Me encontrei com alguns assessores no início, pouco depois lançamento do primeiro livro. Chegava a ser grosseira com alguns deles, de tão grande que era minha revolta de jovem e iniciante. A proposta era sempre a mesma: vamos impulsionar seu Instagram! Você vai fazer vídeos! Vamos postar seus poemas! Vamos fazer parcerias! Vamos interagir com seu público diariamente!

Mas eu ainda nem tinha um público formado. Quem começa a escrever e publicar não tem um público formado de cara, obviamente. Não tem nem um jeito próprio de escrever formado, imagine. Mas desde o começo a persona do Instagram tem que surgir, né? De onde quer que seja.

Não adiantava dizer que para mim não fazia nenhum sentido fazer nada do que colocavam, até porque nenhuma das minhas referências literárias nunca o fez. Eu tinha preguiça de ouvi-los e o ranço, palavra mais utilizada da língua portuguesa há três anos, só crescia.

Nos eventos, a sempre presente pergunta “como se tornar um escritor?” era respondida pelos colegas de mesa da mesma forma que os assessores me atendiam. Todos que nos assistiam ouviam as dicas de sucesso e crescimento na internet com tanta empolgação que felizmente meu semblante enquanto as ouvia passava despercebido, eu espero.

Sempre me causou curiosidade o motivo pelo qual as pessoas começam a escrever. E mais curioso ainda é ver que cada vez menos pessoas da minha idade respondem à pergunta do jeito mais simples possível: porque gosto de ler.

“É porque eu gosto de @fulano, @cicrano”. Justo. Mas agoniante. Sem ofensas, de novo – apesar de achar que eu já tenha ofendido algumas pessoas até aqui. Desculpa.

Minha resposta à pergunta dos eventos sempre foi o que pra mim é a maior das obviedades: eu acho que para ser um bom escritor a gente tem que ler muito, e quando achar que já leu muito, aí a gente lê mais ainda. Ler muito do gênero que a gente quer escrever. E exercitar.

No fim das contas não sei se alguém prestava atenção no que eu falava, as fórmulas de crescimento na internet pareciam ser mais interessantes para os escritores jovens (ainda mais jovens do que eu) do que simplesmente ler – que é exatamente o que queremos que façam com o nosso produto.

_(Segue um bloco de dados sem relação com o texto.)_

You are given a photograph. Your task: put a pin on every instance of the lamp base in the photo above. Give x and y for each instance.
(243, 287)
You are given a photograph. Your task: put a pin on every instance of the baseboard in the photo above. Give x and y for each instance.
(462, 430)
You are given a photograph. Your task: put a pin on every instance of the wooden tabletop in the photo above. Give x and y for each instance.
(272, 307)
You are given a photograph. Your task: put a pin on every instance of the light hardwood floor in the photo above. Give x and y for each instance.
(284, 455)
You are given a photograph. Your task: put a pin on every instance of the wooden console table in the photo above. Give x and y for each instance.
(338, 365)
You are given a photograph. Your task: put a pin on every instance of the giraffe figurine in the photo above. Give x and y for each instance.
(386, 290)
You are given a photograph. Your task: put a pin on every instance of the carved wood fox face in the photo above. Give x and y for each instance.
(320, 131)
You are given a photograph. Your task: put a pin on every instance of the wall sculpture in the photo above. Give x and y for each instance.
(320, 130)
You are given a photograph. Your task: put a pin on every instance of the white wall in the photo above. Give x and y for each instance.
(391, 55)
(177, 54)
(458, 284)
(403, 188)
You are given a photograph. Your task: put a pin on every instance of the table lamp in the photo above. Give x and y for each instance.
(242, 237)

Depois desses poucos anos de experiência e estudo no mercado editorial, minha revolta de escritora jovem e iniciante é muito menor. Continuo batendo o pé até furar o chão ao responder o que acho que precisa ser feito pra se tornar um(a) escritor(a) – e repito aqui: LER! TER REFERÊNCIAS! EXERCITAR A ESCRITA! –, mas depois de quase três anos sem receber pelos trabalhos; correndo atrás de publicações em revistas, concursos e qualquer outro tipo de veículo para ganhar mais visibilidade; vender em média um livro a cada 15 dias; lidar com o algoritmo do (tão odiado por mim) Instagram; e, finalmente, tendo que me tornar adulta, eu entendo: o caminho mais fácil e colorido é excitante. As parcerias. Os milhões de likes. Se são sustentáveis a longo prazo, já não sei, mas acho que todos temos suspeita de uma resposta. Agora, dizer que são essas coisinhas excitantes, coloridas e brilhantes os fatores necessários para efetivamente se tornar um(a) escritor(a)? Não, essa é uma colocação que não vejo saindo de mim.

Quando eu consegui me chamar de escritora? Eu não me lembro. Mas mesmo lendo, lendo mais ainda e exercitando, demorou.

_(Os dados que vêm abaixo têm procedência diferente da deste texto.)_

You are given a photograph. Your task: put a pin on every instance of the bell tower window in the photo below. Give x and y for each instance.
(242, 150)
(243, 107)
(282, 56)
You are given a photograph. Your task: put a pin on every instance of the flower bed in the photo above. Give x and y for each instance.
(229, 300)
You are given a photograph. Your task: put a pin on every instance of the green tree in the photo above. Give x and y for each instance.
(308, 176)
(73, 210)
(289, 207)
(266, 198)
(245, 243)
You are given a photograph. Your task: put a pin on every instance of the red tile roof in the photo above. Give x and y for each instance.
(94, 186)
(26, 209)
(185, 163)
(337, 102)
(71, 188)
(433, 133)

Mas pode ter a ver com o fato de ter conseguido alcançar lugares que sempre me imaginei chegando se um dia fosse escritora: uma mesa e uma cadeira pra escrever dedicatórias em lugares aleatórios da cidade; pátio de escolas, junto à professores; perto de escritores que são referência para mim e ocupando espaços em que posso fazer o que eu sempre quis – escrever –, como esse aqui.


MARIA LUIZA MAIA é escritora, poeta e psicóloga. Flerta com a Psicanálise; lê compulsivamente. Tem dois livros publicados: Algumas Histórias sobre a Falta (2018) e Todos os Nós (2019). Organizou a antologia Corpo que Queima de poetas baianas (2019).